Il monaco benedettino A. Grun racconta che Dostoevskij andava almeno una volta l’anno a vedere la Madonna Sistina di Raffaello Sanzio e che rimaneva in lunga contemplazione davanti a quella splendida figura. Per Dostoevskij la contemplazione della Madonna di Raffaello costituiva terapia personale. Senza di lei avrebbe disperato degli uomini e di sé stesso, davanti ai tanti problemi che vedeva. La contemplazione della Vergine da parte di Dostoevskij è molto sorprendente, dato che i suoi romanzi penetrano nelle zone più oscure e perfino perverse dell’animo umano. Nel romanzo I fratelli Karamazov il romanziere ha approfondito il tema della bellezza: un ateo, Ippolit, domanda al principe Mynski “in che modo la bellezza salverebbe il mondo?” Il principe non risponde alcunché. Si reca, invece, da un giovane di diciotto anni in agonia e rimane lì, pieno di compassione e di amore finché quello muore.
Il mondo potrà salvarsi finché ci saranno gesti come quelli del principe Mynski, che purtroppo oggi mancano!
Dostoevskij amava ripetere: “Sicuramente non possiamo vivere senza pane, ma anche esistere senza bellezza è impossibile”.

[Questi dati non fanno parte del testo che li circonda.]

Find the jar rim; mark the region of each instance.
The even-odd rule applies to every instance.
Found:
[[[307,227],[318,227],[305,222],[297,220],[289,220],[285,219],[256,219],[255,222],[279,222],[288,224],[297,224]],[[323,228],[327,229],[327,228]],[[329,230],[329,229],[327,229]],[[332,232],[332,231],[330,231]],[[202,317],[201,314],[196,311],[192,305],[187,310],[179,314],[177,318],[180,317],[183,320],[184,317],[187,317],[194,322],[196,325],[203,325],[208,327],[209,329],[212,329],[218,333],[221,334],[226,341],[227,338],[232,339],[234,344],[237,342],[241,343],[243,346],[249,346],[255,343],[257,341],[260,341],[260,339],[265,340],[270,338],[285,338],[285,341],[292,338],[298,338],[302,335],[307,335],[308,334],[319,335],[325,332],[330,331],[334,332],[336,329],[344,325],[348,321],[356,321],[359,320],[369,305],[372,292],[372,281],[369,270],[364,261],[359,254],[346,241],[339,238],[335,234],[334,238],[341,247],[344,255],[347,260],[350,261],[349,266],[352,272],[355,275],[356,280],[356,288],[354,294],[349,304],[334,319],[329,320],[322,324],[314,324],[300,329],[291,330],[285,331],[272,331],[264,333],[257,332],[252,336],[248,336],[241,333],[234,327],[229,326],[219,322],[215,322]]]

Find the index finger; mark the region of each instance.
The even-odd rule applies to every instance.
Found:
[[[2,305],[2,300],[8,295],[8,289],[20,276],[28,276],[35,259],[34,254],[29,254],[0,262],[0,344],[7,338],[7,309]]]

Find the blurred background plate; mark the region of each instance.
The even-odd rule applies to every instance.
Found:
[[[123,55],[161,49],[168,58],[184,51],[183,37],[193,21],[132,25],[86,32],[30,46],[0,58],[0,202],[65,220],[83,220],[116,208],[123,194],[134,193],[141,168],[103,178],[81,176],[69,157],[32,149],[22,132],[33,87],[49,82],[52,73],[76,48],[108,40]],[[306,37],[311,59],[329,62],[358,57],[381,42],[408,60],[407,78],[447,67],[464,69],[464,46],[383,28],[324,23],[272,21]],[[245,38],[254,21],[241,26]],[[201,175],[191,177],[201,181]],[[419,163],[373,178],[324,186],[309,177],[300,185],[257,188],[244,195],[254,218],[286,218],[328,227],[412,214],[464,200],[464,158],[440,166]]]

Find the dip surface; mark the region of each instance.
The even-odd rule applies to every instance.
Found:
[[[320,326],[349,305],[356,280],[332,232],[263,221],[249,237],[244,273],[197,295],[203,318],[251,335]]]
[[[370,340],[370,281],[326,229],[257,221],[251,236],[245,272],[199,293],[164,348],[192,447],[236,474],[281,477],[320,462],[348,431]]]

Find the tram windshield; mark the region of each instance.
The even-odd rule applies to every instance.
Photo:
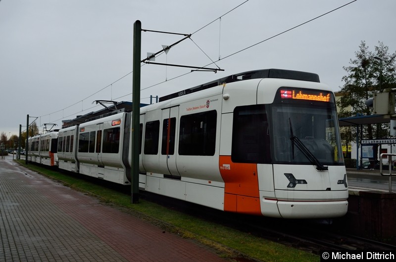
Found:
[[[311,164],[320,170],[344,165],[334,102],[279,101],[270,110],[273,163]]]

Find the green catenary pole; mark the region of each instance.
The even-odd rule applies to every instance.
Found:
[[[133,29],[133,80],[132,81],[132,183],[131,202],[139,201],[139,122],[140,120],[140,61],[142,23],[136,20]]]
[[[25,163],[27,165],[28,164],[28,149],[29,148],[29,115],[27,115],[26,117],[26,148],[25,149],[25,151],[26,151],[26,153],[25,154],[25,156],[26,158],[26,160],[25,161]]]
[[[22,125],[19,125],[19,136],[18,137],[18,159],[21,159],[21,131]]]

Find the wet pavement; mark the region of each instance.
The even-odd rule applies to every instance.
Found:
[[[225,261],[214,251],[0,159],[0,262]]]

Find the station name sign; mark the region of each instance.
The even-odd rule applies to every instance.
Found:
[[[381,139],[362,139],[362,144],[396,144],[396,138],[382,138]]]

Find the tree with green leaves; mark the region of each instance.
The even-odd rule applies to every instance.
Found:
[[[371,51],[366,42],[361,41],[355,58],[343,69],[347,74],[342,78],[345,84],[340,92],[343,96],[337,102],[340,118],[371,115],[373,108],[367,106],[366,101],[385,88],[396,87],[396,51],[390,54],[389,48],[382,42]],[[354,128],[342,129],[342,137],[346,145],[356,137],[356,131]],[[364,125],[361,132],[366,139],[388,136],[389,124]]]

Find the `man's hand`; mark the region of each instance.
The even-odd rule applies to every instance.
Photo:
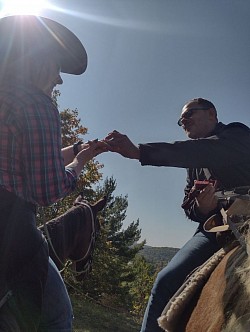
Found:
[[[123,157],[130,159],[140,159],[140,150],[130,139],[118,131],[114,130],[105,137],[104,142],[108,145],[109,151],[117,152]]]
[[[195,200],[200,213],[207,215],[210,211],[216,209],[218,204],[218,199],[215,196],[215,187],[212,184],[208,184],[200,191]]]

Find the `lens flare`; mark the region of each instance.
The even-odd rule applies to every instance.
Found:
[[[0,17],[7,15],[39,15],[49,5],[46,0],[0,0]]]

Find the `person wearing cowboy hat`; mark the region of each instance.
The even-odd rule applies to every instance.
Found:
[[[86,67],[85,48],[63,25],[33,15],[0,20],[0,299],[12,291],[21,331],[72,330],[71,303],[35,215],[37,205],[73,192],[84,165],[106,150],[96,140],[61,146],[51,93],[61,72]]]
[[[137,146],[118,131],[106,137],[110,151],[139,160],[142,166],[186,168],[182,207],[186,216],[198,223],[193,237],[158,273],[141,332],[162,331],[157,319],[167,302],[185,278],[219,250],[216,233],[203,229],[209,217],[220,213],[215,191],[250,186],[250,129],[246,125],[218,122],[215,106],[203,98],[192,99],[184,105],[178,125],[189,140]]]

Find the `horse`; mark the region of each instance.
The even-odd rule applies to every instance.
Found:
[[[58,269],[69,259],[75,262],[78,279],[89,274],[96,237],[100,231],[97,214],[106,203],[106,196],[90,204],[80,194],[72,208],[39,227],[47,238],[49,255]],[[11,301],[12,295],[9,290],[0,298],[0,331],[21,332],[15,314],[6,305]]]
[[[245,206],[249,213],[249,194]],[[227,241],[222,249],[199,267],[166,305],[158,319],[164,331],[250,331],[250,219],[248,216],[243,223],[244,235],[241,234],[241,241],[230,235],[233,240]]]
[[[106,203],[106,196],[90,204],[80,194],[72,208],[39,227],[57,268],[63,269],[66,261],[71,260],[77,280],[83,280],[92,269],[95,242],[100,232],[97,214]]]

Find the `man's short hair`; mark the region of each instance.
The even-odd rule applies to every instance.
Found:
[[[209,101],[207,99],[203,99],[203,98],[194,98],[194,99],[189,100],[185,105],[189,105],[191,103],[197,103],[198,105],[200,105],[204,108],[213,108],[215,115],[217,117],[217,110],[211,101]]]

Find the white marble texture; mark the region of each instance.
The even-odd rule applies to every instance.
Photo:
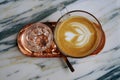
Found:
[[[60,58],[31,58],[21,54],[16,35],[26,24],[56,21],[57,8],[85,10],[95,15],[106,34],[104,49],[86,58],[69,58],[70,72]],[[1,0],[0,80],[120,80],[120,0]]]

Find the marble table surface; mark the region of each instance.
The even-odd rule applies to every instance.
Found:
[[[92,13],[106,34],[98,55],[68,58],[73,73],[61,58],[21,54],[16,42],[24,25],[56,21],[60,4]],[[120,80],[120,0],[0,0],[0,80]]]

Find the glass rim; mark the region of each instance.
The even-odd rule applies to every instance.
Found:
[[[58,25],[59,21],[60,21],[64,16],[68,15],[69,13],[73,13],[73,12],[82,12],[82,13],[86,13],[86,14],[92,16],[92,17],[97,21],[97,24],[100,26],[100,30],[103,32],[101,23],[99,22],[99,20],[98,20],[93,14],[91,14],[91,13],[89,13],[89,12],[87,12],[87,11],[84,11],[84,10],[73,10],[73,11],[69,11],[69,12],[65,13],[64,15],[62,15],[62,16],[57,20],[57,24],[55,25],[54,38],[53,38],[53,39],[54,39],[54,41],[55,41],[58,49],[60,50],[60,52],[61,52],[63,55],[65,55],[65,56],[67,56],[67,57],[71,57],[71,58],[83,58],[83,57],[87,57],[87,56],[89,56],[90,54],[92,54],[94,51],[96,51],[96,49],[99,47],[99,44],[98,44],[98,46],[95,48],[95,50],[91,51],[89,54],[87,54],[87,55],[85,55],[85,56],[75,57],[75,56],[67,55],[63,50],[61,50],[61,49],[59,48],[59,46],[58,46],[57,41],[56,41],[55,32],[56,32],[56,30],[57,30],[57,28],[58,28],[57,25]],[[102,33],[102,32],[101,32],[101,33]],[[103,33],[104,33],[104,32],[103,32]],[[102,41],[102,39],[100,39],[100,41]],[[103,46],[103,47],[104,47],[104,46]]]

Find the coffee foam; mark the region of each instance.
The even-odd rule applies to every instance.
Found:
[[[89,29],[85,25],[78,22],[72,22],[69,24],[69,26],[73,27],[76,33],[72,31],[65,32],[66,41],[72,43],[72,39],[76,37],[75,39],[76,41],[74,41],[75,42],[74,46],[76,47],[81,47],[88,43],[92,33],[89,31]]]
[[[55,40],[66,55],[88,55],[97,46],[97,33],[93,22],[81,16],[73,16],[57,25]]]

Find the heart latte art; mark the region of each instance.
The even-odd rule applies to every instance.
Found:
[[[81,16],[69,17],[57,25],[55,41],[58,48],[73,57],[83,57],[97,47],[96,25]]]

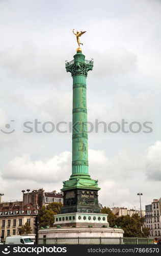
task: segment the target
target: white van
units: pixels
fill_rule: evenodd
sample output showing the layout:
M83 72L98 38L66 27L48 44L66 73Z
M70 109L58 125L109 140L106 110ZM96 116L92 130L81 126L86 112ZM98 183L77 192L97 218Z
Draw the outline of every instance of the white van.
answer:
M5 244L34 244L34 243L28 236L13 235L6 238Z

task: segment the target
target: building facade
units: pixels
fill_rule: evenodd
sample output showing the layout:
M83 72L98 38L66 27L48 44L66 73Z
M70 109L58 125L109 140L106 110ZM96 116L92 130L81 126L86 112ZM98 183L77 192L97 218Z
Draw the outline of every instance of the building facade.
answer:
M24 204L32 204L35 208L41 208L43 205L46 206L53 202L63 204L62 192L57 193L55 190L51 192L46 192L43 188L34 189L31 192L28 189L28 193L22 191Z
M130 209L128 210L127 208L124 207L114 207L111 208L111 210L115 215L117 216L126 216L129 215L130 217L133 214L138 214L139 216L141 217L141 211L140 210L135 210L134 209ZM145 215L145 211L142 210L142 216L144 217Z
M145 205L145 226L150 229L149 237L153 237L152 204Z
M26 222L31 226L32 233L36 233L34 221L38 216L38 210L30 204L23 205L20 202L19 205L14 202L9 203L8 206L2 205L0 208L1 241L5 240L9 236L18 234L19 229Z
M27 193L22 190L23 200L1 202L0 203L0 237L1 241L7 237L18 234L19 229L28 222L33 233L36 233L36 218L42 206L61 202L63 203L63 193L56 190L45 192L43 188Z
M152 226L153 238L158 241L161 239L161 198L154 199L152 202Z

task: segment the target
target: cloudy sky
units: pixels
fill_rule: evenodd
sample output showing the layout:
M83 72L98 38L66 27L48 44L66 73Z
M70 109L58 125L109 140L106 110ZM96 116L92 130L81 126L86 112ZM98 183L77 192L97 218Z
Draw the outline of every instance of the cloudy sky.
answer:
M28 188L60 191L71 174L68 127L45 133L43 124L72 120L72 78L65 61L77 47L74 28L87 31L83 53L94 61L87 78L88 120L108 126L89 134L89 171L98 179L99 202L139 209L138 193L143 208L161 197L160 13L159 0L0 0L4 200L20 199ZM129 132L109 131L109 123L121 127L122 119ZM144 132L150 131L146 122L151 132Z

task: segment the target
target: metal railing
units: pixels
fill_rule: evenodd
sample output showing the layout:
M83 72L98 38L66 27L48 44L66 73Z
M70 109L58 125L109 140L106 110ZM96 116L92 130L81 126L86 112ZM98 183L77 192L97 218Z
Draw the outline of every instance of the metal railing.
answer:
M34 242L35 240L32 239ZM149 238L39 238L38 244L153 244Z

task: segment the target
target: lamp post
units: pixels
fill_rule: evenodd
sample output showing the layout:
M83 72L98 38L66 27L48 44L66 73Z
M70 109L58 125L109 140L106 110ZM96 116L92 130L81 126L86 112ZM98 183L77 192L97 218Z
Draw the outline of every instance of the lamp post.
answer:
M142 204L141 202L141 196L143 196L142 193L138 193L138 196L140 197L140 215L141 218L141 231L142 233L143 233L143 223L142 223Z

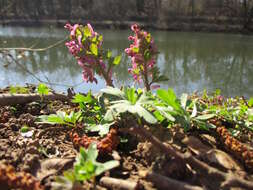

Anche Papa Francesco ha dato speciale importanza alla trasmissione della fede cristiana attraverso la via Pulchritudinis (la via della bellezza).
Ma ai nostri tempi dov’è la bellezza? Ci sono giovanissimi che si recano in discoteche, per loro anche fatali, e pagano per osannare canzoni che seminano violenza, discriminazione, volgarità e ogni tipo di oscurità, severamente condannate (le canzoni) anche dai giornalisti più anziani e navigati!
Non è forse giunto il momento di fermarsi a riflettere un po’, a discernere ciò che è bello, giusto e buono? Non è forse arrivata l’ora di raccogliersi e isolarsi un po’ dal delirio imperante?
Dunque facciamo in modo che il Natale trascorso diventi l’occasione per scandagliare il nostro cuore e riflettere sull’autentico significato, sul messaggio e sulla bellezza della Natività.